ECLI:NL:TADRSGR:2024:146

Zaaknummer

24-490/DH/DH

Inhoudsindicatie

Voorzittersbeslissing. Klacht tegen de advocaat in een familierechtelijke procedure. Verweerster mocht klager verzoeken om af te zien van de helft van de kinderbijslag en aankondigen de kwestie anders aan de rechter voor te leggen. Haar cliënte kon op grond van een beschikking van de familierechter menen dat haar 100% van de kinderbijslag toekwam. Het is de voorzitter bovendien niet gebleken dat dit een evident kansloze procedure zou zijn of dat dit zou leiden tot onnodige polarisatie.
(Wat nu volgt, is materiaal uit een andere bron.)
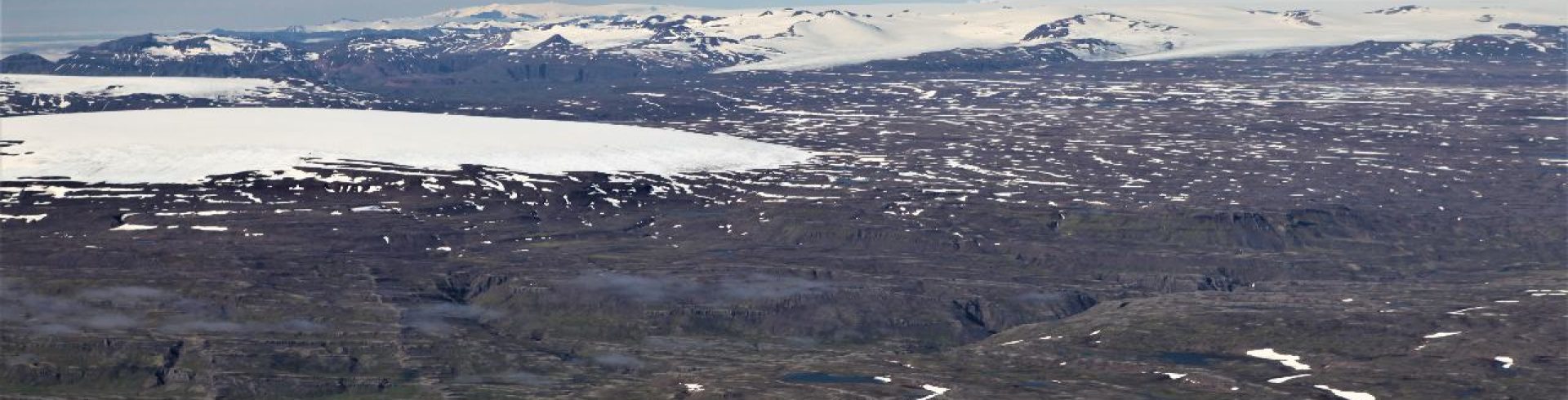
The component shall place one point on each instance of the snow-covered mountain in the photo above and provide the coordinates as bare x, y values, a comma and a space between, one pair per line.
557, 41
Klacht kennelijk ongegrond.

Uitspraak

Beslissing van de voorzitter van de Raad van Discipline in het ressort Den Haag van 21 augustus 2024 in de zaak 24-490/DH/DH naar aanleiding van de klacht van:

klager

over:

verweerster

De plaatsvervangend voorzitter van de raad van discipline (hierna ook: de voorzitter) heeft kennisgenomen van de brief van de deken van de Orde van Advocaten in het arrondissement Den Haag (hierna: de deken) van 26 juni 2024 met kenmerk K045 2024, door de raad ontvangen op diezelfde datum, en van de op de inventaris genoemde bijlagen 03 tot en met 07 (inhoudelijk) en 1 tot en met 6 (procedureel). Ook heeft de voorzitter kennisgenomen van de aanvullende stukken van verweerster van 4 juli 2024 en van klager van 8 juli 2024.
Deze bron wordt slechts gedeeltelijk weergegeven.